Ainsi selon Reuters, l’OPEP aurait produit au mois de juin dernier environ 32,82 millions de barils par jour, soit une augmentation de 250 000 barils par jour par rapport à sa production du mois de mai dernier qui était de 32,57 millions de barils par jour. La plus forte augmentation est venue du Nigeria avec 150 000 barils par jour. L’Arabie saoudite et les Emirats Arabes Unis ont augmenté aussi leur production avec une part de 50 000 barils par jour pour chacun d’entre eux. Ces estimations sont établies à partir d’un sondage qui regroupe des informations recueillies sur la base de données d’expéditions du marché et de données communiquées par des acteurs du marché. Elles se rapprochent beaucoup de la réalité.

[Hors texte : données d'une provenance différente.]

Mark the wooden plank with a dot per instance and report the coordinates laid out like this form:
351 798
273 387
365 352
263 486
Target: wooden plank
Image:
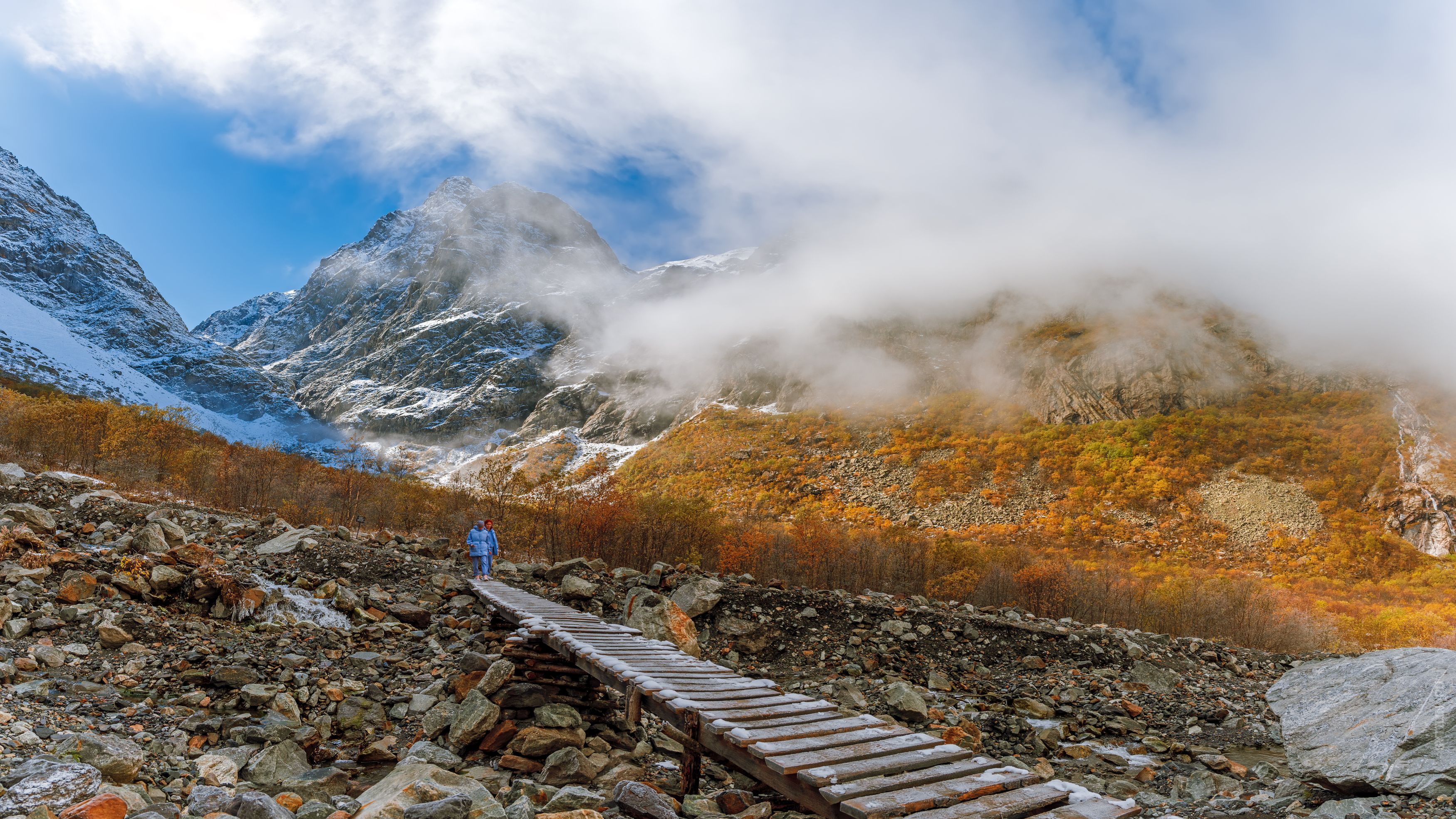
1094 809
772 723
909 761
769 712
932 795
749 737
795 763
763 703
716 699
825 741
836 793
1007 805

De son côté, l’agence Bloomberg fait à peu près le même constat et les estimations fournies par cette agence indiquent une augmentation substan tielle de la production au mois de juin dernier. Ainsi et selon Bloomberg, l’OPEP aurait produit 32,88 millions de barils par jour au mois de juin, soit une augmentation de 240 000 barils par jour par rapport à la production du mois de mai dernier. Le Nigeria aurait augmenté sa production de 90 000 barils par jour après avoir réparé des canalisations qui avaient été sabotées. L’Arabie Saoudite aurait elle aussi augmenté sa production de 70 000 barils par jour. La situation actuelle fait poser beaucoup de questions sur l’évolution des cours du pétrole et leur volatilité, bien qu’ils demeurent quand même dans une fourchette large de 5 dollars entre 46 et 51 dollars le baril.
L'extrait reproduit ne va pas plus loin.